Zohran Mamdani Gets 8,000 Potholes Filled in a Single Day

Getting stuff done? Keir Starmer could never.

by Sophia Sheera

24 March 2026

Wikimedia Commons and Marc Hermann/Flickr

Mayor Zohran Mamdani’s pothole purge saw nearly 8,000 craters filled in a single day – the same number that would usually take New York’s Department of Transport (DOT) a week.

At 6am Saturday, 80 crews headed out to attack the Big Apple’s roads, following on from a similar mission the weekend before.

Pothole complaints are at a record high in New York this year after a harsh winter which adversely affected the city’s aging infrastructure. 

Earlier this month, Queens resident Jaikarran Seenarian was killed after his electric scooter hit a pothole, sending him flying.

“In a single day, [crews will] fill thousands of potholes that pop up every year as spring arrives and our city streets begin to thaw,” said Mamdani, ahead of the first blitz. 

“Safe, accessible streets are a basic promise of city government, and after a historically brutal winter, I’m incredibly grateful to the DOT teams who are not wasting a moment of time in delivering the street improvements we need.”

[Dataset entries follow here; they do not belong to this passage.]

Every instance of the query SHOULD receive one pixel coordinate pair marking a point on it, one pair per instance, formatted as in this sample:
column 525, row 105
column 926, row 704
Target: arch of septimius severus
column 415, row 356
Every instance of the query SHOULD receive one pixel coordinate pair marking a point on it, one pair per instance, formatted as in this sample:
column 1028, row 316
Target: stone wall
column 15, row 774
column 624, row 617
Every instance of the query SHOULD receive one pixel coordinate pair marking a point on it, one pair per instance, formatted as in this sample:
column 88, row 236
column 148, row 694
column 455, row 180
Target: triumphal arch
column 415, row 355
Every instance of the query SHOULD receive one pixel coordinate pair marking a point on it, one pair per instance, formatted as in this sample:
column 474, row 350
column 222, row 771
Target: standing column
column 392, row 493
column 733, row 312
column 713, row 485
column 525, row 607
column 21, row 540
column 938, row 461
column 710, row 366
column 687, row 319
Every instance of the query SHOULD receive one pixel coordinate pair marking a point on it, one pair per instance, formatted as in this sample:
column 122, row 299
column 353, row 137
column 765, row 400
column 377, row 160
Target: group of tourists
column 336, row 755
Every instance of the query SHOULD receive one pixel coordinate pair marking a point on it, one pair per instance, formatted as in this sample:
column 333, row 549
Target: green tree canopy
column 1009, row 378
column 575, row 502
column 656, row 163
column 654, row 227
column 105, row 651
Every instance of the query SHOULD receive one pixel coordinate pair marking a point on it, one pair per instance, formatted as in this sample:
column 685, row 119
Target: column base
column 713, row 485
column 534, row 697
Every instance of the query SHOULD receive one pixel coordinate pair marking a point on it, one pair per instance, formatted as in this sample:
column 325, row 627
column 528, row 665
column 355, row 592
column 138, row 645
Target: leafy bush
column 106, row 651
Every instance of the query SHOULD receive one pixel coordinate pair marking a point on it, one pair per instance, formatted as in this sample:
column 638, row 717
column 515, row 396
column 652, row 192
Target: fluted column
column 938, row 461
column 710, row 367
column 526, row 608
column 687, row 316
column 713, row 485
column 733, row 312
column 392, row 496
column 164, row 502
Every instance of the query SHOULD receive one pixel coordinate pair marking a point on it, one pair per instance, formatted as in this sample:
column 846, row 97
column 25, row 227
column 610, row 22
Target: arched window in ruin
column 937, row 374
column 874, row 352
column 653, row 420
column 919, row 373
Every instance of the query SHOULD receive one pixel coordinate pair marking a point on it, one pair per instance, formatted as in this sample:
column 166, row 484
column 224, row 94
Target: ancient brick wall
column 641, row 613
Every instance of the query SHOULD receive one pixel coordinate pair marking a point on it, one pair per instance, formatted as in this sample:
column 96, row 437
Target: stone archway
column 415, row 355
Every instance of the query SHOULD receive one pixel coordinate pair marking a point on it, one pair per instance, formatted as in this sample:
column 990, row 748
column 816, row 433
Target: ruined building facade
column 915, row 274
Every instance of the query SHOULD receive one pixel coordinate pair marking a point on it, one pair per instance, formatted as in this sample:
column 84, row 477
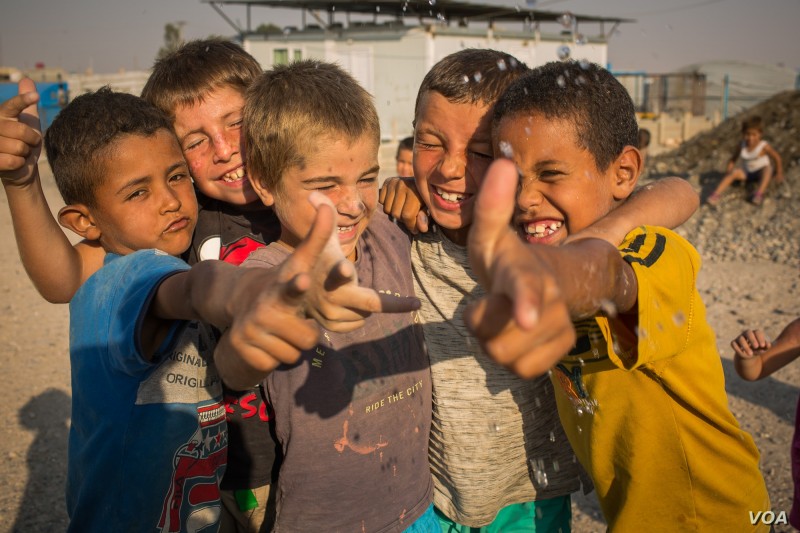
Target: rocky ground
column 749, row 279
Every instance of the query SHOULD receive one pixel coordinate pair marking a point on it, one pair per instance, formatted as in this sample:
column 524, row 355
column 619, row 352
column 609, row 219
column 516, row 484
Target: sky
column 110, row 35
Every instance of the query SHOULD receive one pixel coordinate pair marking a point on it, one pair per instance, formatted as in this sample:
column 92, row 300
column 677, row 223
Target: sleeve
column 138, row 279
column 666, row 268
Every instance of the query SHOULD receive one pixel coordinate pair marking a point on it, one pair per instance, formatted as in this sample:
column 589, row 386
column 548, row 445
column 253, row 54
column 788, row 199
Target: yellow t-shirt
column 652, row 426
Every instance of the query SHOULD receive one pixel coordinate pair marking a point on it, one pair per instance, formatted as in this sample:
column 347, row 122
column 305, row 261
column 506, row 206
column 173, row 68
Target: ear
column 79, row 219
column 266, row 196
column 627, row 168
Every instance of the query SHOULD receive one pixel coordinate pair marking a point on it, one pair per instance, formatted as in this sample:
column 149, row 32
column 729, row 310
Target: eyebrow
column 146, row 179
column 323, row 179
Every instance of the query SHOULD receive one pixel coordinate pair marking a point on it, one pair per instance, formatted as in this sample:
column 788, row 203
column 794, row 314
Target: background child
column 641, row 396
column 148, row 425
column 754, row 165
column 358, row 404
column 403, row 157
column 755, row 357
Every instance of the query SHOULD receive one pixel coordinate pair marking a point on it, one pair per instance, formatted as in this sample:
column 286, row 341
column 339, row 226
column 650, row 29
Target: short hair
column 287, row 108
column 405, row 144
column 587, row 95
column 753, row 123
column 186, row 76
column 471, row 76
column 82, row 137
column 644, row 138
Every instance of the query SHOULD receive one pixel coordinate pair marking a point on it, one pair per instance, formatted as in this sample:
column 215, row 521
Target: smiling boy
column 642, row 394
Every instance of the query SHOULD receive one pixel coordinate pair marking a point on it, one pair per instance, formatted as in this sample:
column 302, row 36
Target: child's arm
column 668, row 202
column 756, row 358
column 771, row 152
column 401, row 200
column 40, row 239
column 533, row 292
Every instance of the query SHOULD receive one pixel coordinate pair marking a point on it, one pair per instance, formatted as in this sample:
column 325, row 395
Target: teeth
column 540, row 230
column 450, row 196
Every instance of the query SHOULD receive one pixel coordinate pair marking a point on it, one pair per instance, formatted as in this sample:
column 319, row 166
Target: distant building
column 388, row 46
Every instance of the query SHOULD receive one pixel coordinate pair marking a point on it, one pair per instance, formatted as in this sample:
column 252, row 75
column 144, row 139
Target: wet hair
column 583, row 93
column 405, row 144
column 644, row 138
column 186, row 76
column 471, row 76
column 83, row 136
column 289, row 108
column 753, row 123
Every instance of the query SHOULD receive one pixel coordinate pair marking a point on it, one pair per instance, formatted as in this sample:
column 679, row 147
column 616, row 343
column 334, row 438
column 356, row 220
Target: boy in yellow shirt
column 641, row 395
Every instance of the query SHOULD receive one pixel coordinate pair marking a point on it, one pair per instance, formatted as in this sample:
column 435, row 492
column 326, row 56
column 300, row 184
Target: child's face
column 209, row 136
column 752, row 137
column 452, row 150
column 561, row 190
column 343, row 170
column 404, row 163
column 146, row 199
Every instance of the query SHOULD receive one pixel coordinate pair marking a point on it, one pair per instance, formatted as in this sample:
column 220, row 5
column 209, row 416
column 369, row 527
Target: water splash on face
column 506, row 149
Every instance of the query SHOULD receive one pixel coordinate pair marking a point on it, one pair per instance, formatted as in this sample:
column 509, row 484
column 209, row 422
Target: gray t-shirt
column 496, row 439
column 353, row 415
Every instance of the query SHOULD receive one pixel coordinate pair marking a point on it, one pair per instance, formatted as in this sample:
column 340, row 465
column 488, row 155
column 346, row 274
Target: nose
column 528, row 195
column 350, row 202
column 224, row 146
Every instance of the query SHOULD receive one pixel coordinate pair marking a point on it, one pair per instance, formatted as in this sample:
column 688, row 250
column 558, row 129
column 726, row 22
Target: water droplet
column 608, row 308
column 506, row 150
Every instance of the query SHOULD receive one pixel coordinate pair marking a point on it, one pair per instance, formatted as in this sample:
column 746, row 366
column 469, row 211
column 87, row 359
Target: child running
column 641, row 395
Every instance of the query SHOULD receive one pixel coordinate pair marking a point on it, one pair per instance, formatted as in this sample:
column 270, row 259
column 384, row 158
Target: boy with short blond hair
column 353, row 416
column 148, row 436
column 642, row 395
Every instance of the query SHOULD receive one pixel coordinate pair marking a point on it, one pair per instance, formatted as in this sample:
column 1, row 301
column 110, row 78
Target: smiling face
column 347, row 173
column 209, row 133
column 561, row 190
column 146, row 199
column 452, row 150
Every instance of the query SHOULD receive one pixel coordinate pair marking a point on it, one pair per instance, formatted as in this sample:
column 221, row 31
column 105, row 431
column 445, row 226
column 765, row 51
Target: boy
column 521, row 471
column 751, row 162
column 353, row 417
column 148, row 436
column 200, row 87
column 403, row 157
column 641, row 395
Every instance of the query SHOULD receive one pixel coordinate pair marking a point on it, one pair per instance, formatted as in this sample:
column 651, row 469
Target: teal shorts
column 542, row 516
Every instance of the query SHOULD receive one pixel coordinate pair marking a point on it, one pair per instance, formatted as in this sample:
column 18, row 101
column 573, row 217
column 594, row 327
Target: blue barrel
column 53, row 96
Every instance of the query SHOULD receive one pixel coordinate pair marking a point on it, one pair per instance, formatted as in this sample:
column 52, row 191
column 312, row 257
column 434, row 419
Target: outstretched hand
column 335, row 298
column 20, row 135
column 523, row 321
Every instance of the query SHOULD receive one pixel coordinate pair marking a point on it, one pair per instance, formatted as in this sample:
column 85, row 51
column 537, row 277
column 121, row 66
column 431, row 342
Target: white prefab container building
column 393, row 44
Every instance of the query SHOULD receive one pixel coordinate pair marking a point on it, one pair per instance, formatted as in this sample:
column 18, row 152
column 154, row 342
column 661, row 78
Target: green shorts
column 542, row 516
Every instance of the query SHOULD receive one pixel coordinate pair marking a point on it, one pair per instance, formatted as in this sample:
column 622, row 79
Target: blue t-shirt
column 148, row 441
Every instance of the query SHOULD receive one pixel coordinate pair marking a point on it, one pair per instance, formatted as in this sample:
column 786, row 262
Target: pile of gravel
column 736, row 230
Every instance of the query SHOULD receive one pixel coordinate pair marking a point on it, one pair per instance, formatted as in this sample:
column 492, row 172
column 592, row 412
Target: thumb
column 493, row 210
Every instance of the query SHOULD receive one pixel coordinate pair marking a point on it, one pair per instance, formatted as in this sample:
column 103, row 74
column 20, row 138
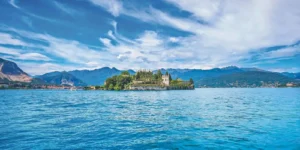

One of the first jobs Mamdani took on in January was repairing a bump on the foot of Williamsburg Bridge, a hazard notorious for felling cyclists.

According to the New York Times, the incident signaled early on that Mamdani was raring to take on “long ignored street improvements – the kind of meat-and-potatoes issue that some previous mayors have struggled to deliver on”.

Sophia Sheera is a journalist in Novara Media’s social media team.